‘Take one of those fancy libraries, the ones with the rolling ladder for reaching high shelves. Then, take out all the books and all the warm lighting. The shelves are now washers and dryers. The lighting is buzzing and sterile. The fireplace is a decrepit coin machine and the air is crowded with detergent and half-concealed sweat. That’s ‘The Nation’s Largest Coin Laundry’ for you- nothing at all like a fancy library except for those rolling ladders which, in the chemical atmosphere of ‘The Laundry,’ seems more hazard than luxury.
There’s a lot hazardous about ‘The Laundry,’ actually. It’s been the cause of several fires, both internally due to shorting machines and externally due to its tendency to emit smoldering balls of lint from long-neglected exhausts. People have fallen from the ladders onto the tile floors and there has been at least one recorded case of a customer slipping in blood from a fall and falling themselves. Then, of course, there’s the shocks. ‘The Laundry’ has so many dryers churning so many tons of clothes that a deadly electrostatic phenomenon tends to build in odd places and stop the hearts of unlucky patrons who happen to press the wrong vending machine button or brush their hand against a bolt in the plastic-seated waiting area. It seems like the sort of place that should have been shut down years ago.
An even stranger secondary phenomenon keeps ‘The Laundry’ alive: it’s a place where things come together. Much has been hypothesized about the effects of ‘The Laundry’s’ latent electrical fields on the human brain- that they act as some sort of neurological boost. Just as much has been written about ‘The Laundry’ as an archetype- something that triggers human behavior from the shadowy back brain, either because laundromats have long been portrayed as liminal enough to stir wisdom, or because ‘The Laundry’ has been granting quiet revelations for so long that the idea has worked its way from the individual subconscious to the collective.’
So, I have a sort-of affair at ‘The Laundry.’ Sort-of in the sense that I know it won’t last on the outside. Maybe that’s the nature of affairs. I don’t know. I’ve never had one before.
So I have this sort-of affair in ‘The Laundry,’ sleeping on piles of warm clothes and wandering the complex without any goal but to see the thing and to hold another person’s hand. We get lost and find our way back and get lost again. A laundromat brings people together, whether they want it to or not.

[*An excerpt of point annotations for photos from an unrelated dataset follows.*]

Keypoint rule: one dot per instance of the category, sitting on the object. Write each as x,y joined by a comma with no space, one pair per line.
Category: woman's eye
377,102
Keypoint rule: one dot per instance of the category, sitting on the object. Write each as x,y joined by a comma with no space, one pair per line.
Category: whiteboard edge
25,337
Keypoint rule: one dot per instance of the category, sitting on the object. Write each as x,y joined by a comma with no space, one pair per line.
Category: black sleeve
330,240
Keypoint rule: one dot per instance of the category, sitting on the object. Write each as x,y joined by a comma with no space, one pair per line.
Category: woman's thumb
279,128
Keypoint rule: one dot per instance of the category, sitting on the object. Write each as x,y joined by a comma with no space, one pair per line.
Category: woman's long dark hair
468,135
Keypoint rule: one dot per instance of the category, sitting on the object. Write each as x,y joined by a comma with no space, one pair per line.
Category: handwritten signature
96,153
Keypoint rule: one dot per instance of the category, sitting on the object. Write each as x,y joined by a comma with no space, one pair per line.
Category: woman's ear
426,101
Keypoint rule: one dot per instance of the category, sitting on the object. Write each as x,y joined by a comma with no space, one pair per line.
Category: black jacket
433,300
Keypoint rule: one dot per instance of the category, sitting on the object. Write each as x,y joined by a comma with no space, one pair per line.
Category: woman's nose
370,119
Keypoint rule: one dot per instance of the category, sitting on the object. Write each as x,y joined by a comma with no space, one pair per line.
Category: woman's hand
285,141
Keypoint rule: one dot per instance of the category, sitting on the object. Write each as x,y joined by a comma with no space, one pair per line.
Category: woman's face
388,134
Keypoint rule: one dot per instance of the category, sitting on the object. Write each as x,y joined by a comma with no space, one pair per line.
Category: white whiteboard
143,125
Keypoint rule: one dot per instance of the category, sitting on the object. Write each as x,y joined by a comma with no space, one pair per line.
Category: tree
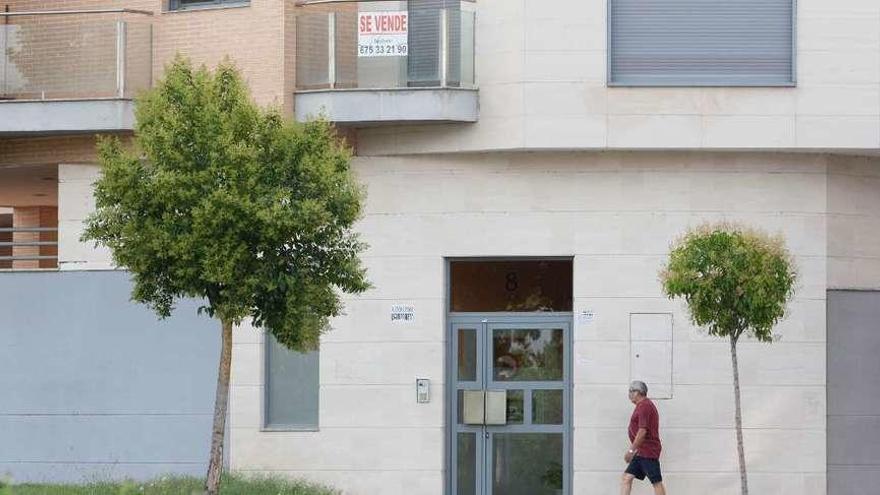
227,202
735,281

After a while, though, the detergent starts to irritate Hector’s nose and I start to think about how Autumn by the Wayside has an epilogue, already- that no amount of stalling will keep me from it. The book seems to grow in the middle but it has an ending. There’s no point in drawing things out.
So, the affair ends and I find myself back in the autumn cold, kicking gravel across the parking lot and slowly ruining my sneakers. ‘The Laundry’ belches fire in the dark. It radiates heat and humidity to such an extent that the ecosystem is changed for a mile around it. Hector and I camp in that weird nature and hurry away in the morning before anything can wake up before us.